# Suggest a good PMP under rs 8000



## gohan89 (Jun 15, 2008)

I want to buy a good MP3 player.it must a atleast 2.5" inch lcd screen,good audio and video playback ,must play variety of formats, must read ebooks,good battery back up,good earphones,either 4 or 8 GB , sturdy , fm recording and good voice recorder, viewing photos,can have apps installed in it .Must be available in kolkata


----------



## napster007 (Jun 15, 2008)

Go for the creative zen. It's available in 2,4,8,16 and now in 32gb variants. It has a 2.5" screen and also boasts a  extra port for a mem card plugin. 

Reviews has shown that its music quality is far better than the ipod nano at present. 

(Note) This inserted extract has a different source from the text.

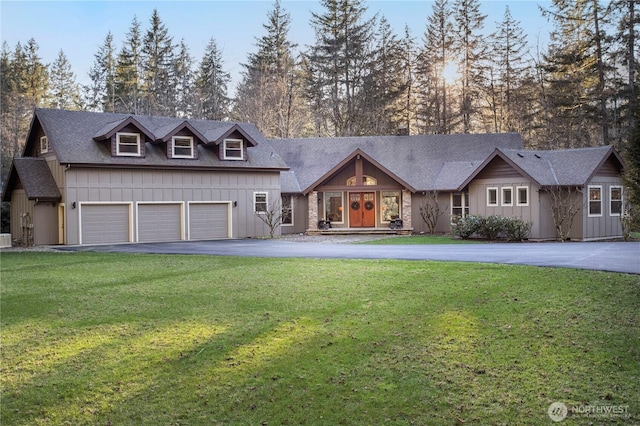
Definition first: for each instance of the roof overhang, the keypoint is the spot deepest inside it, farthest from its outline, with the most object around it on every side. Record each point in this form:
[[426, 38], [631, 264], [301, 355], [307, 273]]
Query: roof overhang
[[347, 160]]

Or you can add 1k more and get the creative zen vision M (30gb) giving you more space and style. Its screen is 10x better than the ipod classic!


----------



## genxguy (Jun 15, 2008)

Yes, as Napster suggested go for Creative Zen 8GB will cost 7900 now.


----------



## bikdel (Jun 15, 2008)

cowon d2?


----------



## desiibond (Jun 16, 2008)

1) Creative Zen 8Gb
2) Sandisc Sansa e200 series
3) Cowon D2
4) iriver U10


----------